Sufferings of women can be traced to customs and culture of tribal system prevailing in FATA and resultant backwardness. Women are handicapped; they cannot break the cruel encirclement of tribal rigidity. Neither outsiders can help them breath fresh.

Frontier regions of FATA, despite having a fair literacy rate in Pakistani context, do not represent significant differences with tribal agencies. F R Bannu is perhaps the most vibrant frontier region with respect to women education. Unfortunately, the "gherat bound" mind set is similar.

To conclude, the worst victims of militancy stricken FATA are women. They constitute the half of population. All stakeholders in Pakistani tribal areas advocate all inclusive reforms. The government and NGOs in particular have tried to address the plight of women in indirect ways. A lot was invested in establishing institutional structures for vocational training and education. However, it did not make any difference. There is a need to understand the nature of problem first.

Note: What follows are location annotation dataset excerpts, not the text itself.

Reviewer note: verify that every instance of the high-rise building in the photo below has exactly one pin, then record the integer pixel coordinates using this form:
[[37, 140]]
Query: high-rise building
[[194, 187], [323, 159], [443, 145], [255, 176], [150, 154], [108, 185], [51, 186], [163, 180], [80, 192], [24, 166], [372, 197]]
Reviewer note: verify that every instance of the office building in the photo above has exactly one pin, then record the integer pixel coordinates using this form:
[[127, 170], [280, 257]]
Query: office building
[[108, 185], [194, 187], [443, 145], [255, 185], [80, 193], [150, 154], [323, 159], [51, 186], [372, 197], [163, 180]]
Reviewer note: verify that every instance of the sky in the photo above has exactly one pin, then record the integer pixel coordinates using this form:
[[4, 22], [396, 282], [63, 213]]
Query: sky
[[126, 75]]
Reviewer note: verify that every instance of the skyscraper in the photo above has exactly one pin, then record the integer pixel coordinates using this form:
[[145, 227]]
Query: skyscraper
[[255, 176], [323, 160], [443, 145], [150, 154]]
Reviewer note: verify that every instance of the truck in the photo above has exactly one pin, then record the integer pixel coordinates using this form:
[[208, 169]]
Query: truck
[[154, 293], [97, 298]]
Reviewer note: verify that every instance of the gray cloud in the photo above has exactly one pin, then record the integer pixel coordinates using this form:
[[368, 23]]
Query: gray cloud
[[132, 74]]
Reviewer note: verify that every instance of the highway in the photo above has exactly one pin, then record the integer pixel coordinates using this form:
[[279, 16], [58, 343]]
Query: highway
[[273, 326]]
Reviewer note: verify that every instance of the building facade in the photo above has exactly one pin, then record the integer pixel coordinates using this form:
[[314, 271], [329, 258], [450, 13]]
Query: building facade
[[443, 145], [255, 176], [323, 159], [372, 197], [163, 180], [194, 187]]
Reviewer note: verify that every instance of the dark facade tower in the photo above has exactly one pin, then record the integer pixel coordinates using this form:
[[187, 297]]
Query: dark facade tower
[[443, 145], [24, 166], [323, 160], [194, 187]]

Any plan for the amelioration of plight of women in FATA must address the roots. Until, the males of tribal society undergo change, women will continue to suffer. It is basically the approach of males towards women folks that strengthens the tribal lines of limitations on women rights. The government should introduce laws to protect women and provide facilities that enhance the capacity of women. However, empowerment is a distant dream for women in FATA. It will take time to change things that have centuries old foundations.